My Boyfriend’s Mother
She looked at me as though I had just
presented her with a box of screws and rusted metal bits
or still-wrapped light fixtures and said
“This is your grandson,” and she wasn’t fooled.
She looked over at my boyfriend as if wondering how I could have gotten pregnant
when I was so obviously sleeping with the vacuum cleaner
or with one of the passing school buses or garbage trucks I was always flirting with.
Her expression said I should have been more careful
installing the dishwasher, shouldn’t be laying this at the feet
of her innocent, helpless, human son.
Later, my boyfriend said his mother had had her doubts
about the whole thing, as did he, who knows where I’d been
what I’d done when his back was turned. I could have lovers hiding in the back yard
buried beneath the rotting piles of leaves, or the old furniture piled in the alley
canoodling when I’d said I was gardening, could have a secret lover
curled up always under the house, waiting for our rendezvous
living solely on the pot I knew my boyfriend had hidden there.
Perfect
I don’t know anything about cars. I just know
how to reduce a section of jointed and bolted metal
to a shoebox full of meaninglessness
with just a wrench and a screwdriver,
just the right size to bury in the garden
in the light of a full moon, and with a muttered prayer.
You don’t know anything about women. You do
know how to bait a fishhook
with earthworms and cyanide, light candles
set a table, pour cocktails of antifreeze and absinthe
get the dog to take the blame
for whatever dead things happen in this house.
The Thing that Keeps Me
My earliest memory is of crawling to the edge of a cliff
and seeing nothing but pink and blue clouds beneath me
spreading so thick and solid they looked capable of holding me.

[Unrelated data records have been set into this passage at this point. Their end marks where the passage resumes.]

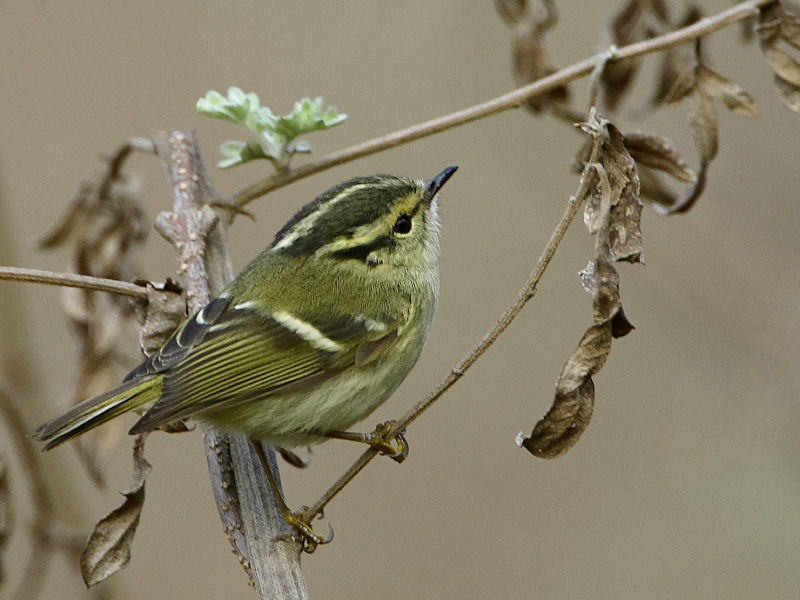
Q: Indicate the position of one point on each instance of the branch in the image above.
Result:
(528, 291)
(72, 280)
(249, 511)
(35, 569)
(502, 103)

My mother said she almost lost me that first camping trip
in the Grand Canyon, she says she thought I was asleep
and she turned her back for just a moment, just a moment
and I was almost gone. She says this is why
I’m so afraid of heights now, that my frantic parents’ reaction
to my explorations of that cliff edge
must have scarred me for life.
But in these memories of myself
crawling quickly and purposefully toward my certain death
I am full of giddy, infantile delight, and I don’t remember
The terror of my parents’ disapproval, the panicked screaming
and understandable overreacting
which surely must have ruined the rest of that morning.

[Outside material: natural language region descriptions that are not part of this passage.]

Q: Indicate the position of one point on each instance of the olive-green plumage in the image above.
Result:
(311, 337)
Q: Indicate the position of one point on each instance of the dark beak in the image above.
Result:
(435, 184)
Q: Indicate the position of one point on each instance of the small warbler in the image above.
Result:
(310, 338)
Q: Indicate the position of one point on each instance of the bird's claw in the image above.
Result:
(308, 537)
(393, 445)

Even now, when my stomach lurches when I step
too close to a railing, or stop at some scenic overlook
there’s a small part of me that’s convinced that
instead of falling, I am meant to fly
And the steady, adult reasoning that keeps me from testing this theory
from hurtling over the edge and into the air
is tenuous at best.
In Closing
I imagine them finding her on the beach
blond hair spread out on the sand, skin pale and taut
the water pooling in a foamy halo around her head
eyes fixed unblinking on the early morning sun.
I don’t think about the crabs and seagulls
that must have surely found her before the first pair of joggers
stumbled across her in their morning run
and whatever other damage that must have occurred
from being battered about by the waves before being
hurled up on shore. I close my eyes
against the curt voice on the phone
methodically ticking off the contents of her pockets
the jewelry she was still wearing, the description of a tattoo
I never knew about
and instead, think of angels on Christmas trees, tiny, wings spread
half-remembered psalms, shattered lectures of Heaven.